In de overeenkomsten gesloten met de opiniedagbladpers in de zin van de wet van 19 juli 1979 strekkende tot het behoud van de verscheidenheid van de opiniedagbladpers en met de sector van de kosteloze informatiebladen en van de periodieke pers, kan de Regering bepalen dat de verplichting tot financiering van de verwezenlijking van de doelstellingen van artikel 4 zal worden uitgevoerd door het verschaffen van ruimte voor algemene informatie over het milieu van dezelfde waarde als het bedrag dat krachtens de financieringsverplichting verschuldigd zou zijn.
§ 2. De overeenkomst is bindend voor de overeenkomstsluitende partijen. Indien de overeenkomst gesloten is met instellingen die (producenten, invoerders of verdelers) vertegenwoordigen, is ze ook bindend voor alle leden van de instelling of een deel van haar leden, die bepaald worden volgens de regels gesteld in de overeenkomst. <ORD 2004-02-19/36, art. 4, 004; Inwerkingtreding : 28-03-2004>
De overeenkomst is van rechtswege bindend voor de bedrijven die tot de instelling toetreden nadat de overeenkomst gesloten is. De leden van een instelling die een overeenkomst gesloten heeft kunnen zich niet onttrekken aan hun verplichtingen door van hun toetreding af te zien.

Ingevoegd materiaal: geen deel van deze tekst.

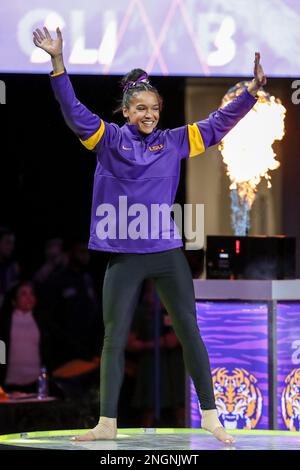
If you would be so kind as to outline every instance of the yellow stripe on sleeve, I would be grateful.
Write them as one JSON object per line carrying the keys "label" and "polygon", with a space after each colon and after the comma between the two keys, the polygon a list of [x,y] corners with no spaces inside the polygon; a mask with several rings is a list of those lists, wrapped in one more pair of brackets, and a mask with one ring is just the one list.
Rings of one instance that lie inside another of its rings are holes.
{"label": "yellow stripe on sleeve", "polygon": [[50,73],[50,77],[57,77],[58,75],[61,75],[62,73],[65,73],[64,70],[62,70],[61,72],[57,72],[57,73]]}
{"label": "yellow stripe on sleeve", "polygon": [[102,121],[101,119],[101,126],[99,127],[97,132],[95,132],[95,134],[93,134],[91,137],[89,137],[86,140],[81,140],[81,139],[79,140],[88,150],[93,150],[93,148],[96,147],[101,137],[103,136],[104,131],[105,131],[105,124],[104,124],[104,121]]}
{"label": "yellow stripe on sleeve", "polygon": [[196,123],[188,124],[188,136],[190,143],[190,157],[195,157],[205,151],[203,139]]}

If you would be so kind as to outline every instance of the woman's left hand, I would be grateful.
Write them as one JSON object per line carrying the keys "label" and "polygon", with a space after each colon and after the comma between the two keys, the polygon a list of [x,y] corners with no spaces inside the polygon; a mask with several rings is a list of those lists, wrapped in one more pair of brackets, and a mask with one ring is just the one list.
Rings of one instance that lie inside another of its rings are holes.
{"label": "woman's left hand", "polygon": [[267,77],[264,74],[264,70],[262,65],[259,63],[260,61],[260,53],[255,52],[255,59],[254,59],[254,80],[259,87],[265,86],[267,83]]}
{"label": "woman's left hand", "polygon": [[262,65],[260,64],[260,53],[255,52],[255,59],[254,59],[254,79],[252,80],[251,84],[248,87],[249,93],[252,95],[256,95],[257,91],[265,86],[267,83],[267,77],[264,73]]}

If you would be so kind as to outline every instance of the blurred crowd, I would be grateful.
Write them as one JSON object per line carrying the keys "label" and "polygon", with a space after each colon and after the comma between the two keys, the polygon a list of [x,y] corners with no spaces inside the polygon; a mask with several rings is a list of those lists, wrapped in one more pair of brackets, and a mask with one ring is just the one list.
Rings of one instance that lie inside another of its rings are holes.
{"label": "blurred crowd", "polygon": [[[13,231],[0,227],[0,340],[6,345],[0,386],[8,393],[36,393],[41,368],[46,367],[53,396],[81,400],[91,391],[99,393],[102,280],[91,272],[87,245],[75,241],[66,249],[62,239],[48,240],[42,265],[28,279],[16,259],[15,244]],[[199,263],[193,268],[192,258],[189,261],[192,270],[199,269]],[[125,360],[121,421],[128,426],[154,426],[158,401],[160,412],[169,413],[169,424],[183,427],[182,350],[152,280],[144,283]]]}
{"label": "blurred crowd", "polygon": [[15,234],[0,228],[0,339],[6,345],[0,385],[34,393],[46,367],[51,393],[79,397],[99,383],[103,332],[89,251],[81,242],[66,251],[61,239],[48,240],[31,279],[14,252]]}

§ 3. De artikelen 5 tot 9 van deze ordonnantie zijn slechts van toepassing op de (producenten, invoerders of verdelers) die noch persoonlijk noch door bemiddeling van een instelling die hen vertegenwoordigt, een overeenkomst gesloten hebben. <ORD 2004-02-19/36, art. 4, 004; Inwerkingtreding : 28-03-2004>
§ 4. De Brusselse Hoofdelijke Raad wordt ingelicht over de ontwerpen van overeenkomst waarover onderhandeld wordt. Elke overeenkomst die wordt gesloten, wordt ter kennis gebracht van de raad en openbaar gemaakt.
Milieutaksen.
Art.11. (opgeheven) <ORD 2004-02-19/36, art. 7, 004; Inwerkingtreding : 28-03-2004>
HOOFDSTUK VI.
Art.12.<ORD 2001-06-28/60, art. 15, 002; Inwerkingtreding : 23-11-2001> [1 Met de straf voorzien in artikel 31, § 1, van het Wetboek van inspectie, preventie, vaststelling en bestraffing van milieumisdrijven, en milieuaansprakelijkheid]1 wordt gestraft hij die met overtreding van artikel 7, § 2, reclamedrukwerk of kosteloze informatiebladen in de brievenbus steekt in weerwil van de vermeldingen op de brievenbus. (NOTA : Voor de omzetting in euro ingevoegd bij BESL 2001-11-08/48, art. 11; heeft de wetgever geen rekening gehouden met de vroegere wijzigingen gebracht door ORD 2001-06-28/60)
----------
(1)<ORD 2014-05-08/54, art. 130, 005; Inwerkingtreding : 01-01-2015; zie ook ORD 2014-05-08/54, art. 159>
Art.13.<ORD 2001-06-28/60, art. 15, 002; Inwerkingtreding : 23-11-2001> [1 Met de straf voorzien in artikel 31, § 1, van het Wetboek van inspectie, preventie, vaststelling en bestraffing van milieumisdrijven, en milieuaansprakelijkheid]1 wordt gestraft hij die :
1° nalaat het Instituut de krachtens artikel 5, eerste lid, opgevraagde statistieken te bezorgen;
2° de in artikel 6 bedoelde doelstellingen niet bereikt;
3° het jaarlijks op 31 oktober te bezorgen preventieplan met alle genomen maatregelen om de in artikel 6 bedoelde doelstellingen te bereiken niet doorgeeft, en met overtreding van artikel 6, evenmin een inschatting van de resultaten die het jaar voordien werden behaald, doorgeeft;
4° de streefcijfers inzake recyclering zoals gesteld in artikel 8 niet bereikt;
5° met overtreding van artikel 9 het interventiefonds niet stijft;
6° de verplichtingen zoals bij de overeenkomst op grond van artikel 10 niet nakomt.
----------
(1)<ORD 2014-05-08/54, art. 131, 005; Inwerkingtreding : 01-01-2015; zie ook ORD 2014-05-08/54, art. 159>
HOOFDSTUK VII. - Slotbepalingen.
Art.14. Iedere (producent, invoerder of verdeler) mag de uitvoering van zijn verplichtingen zoals bepaald in de artikelen 5 tot 9 toevertrouwen aan een persoon die erkend is overeenkomstig de artikelen 70 tot 78 van de ordonnantie van 5 juni 1997 betreffende de milieuvergunningen. <ORD 2004-02-19/36, art. 4, 004; Inwerkingtreding : 28-03-2004>
Art. 15. De bepalingen inzake toezicht en dwang van de ordonnantie betreffende de opsporing, de vaststelling, de vervolging en de bestraffing van misdrijven inzake leefmilieu zijn van toepassing op deze ordonnantie.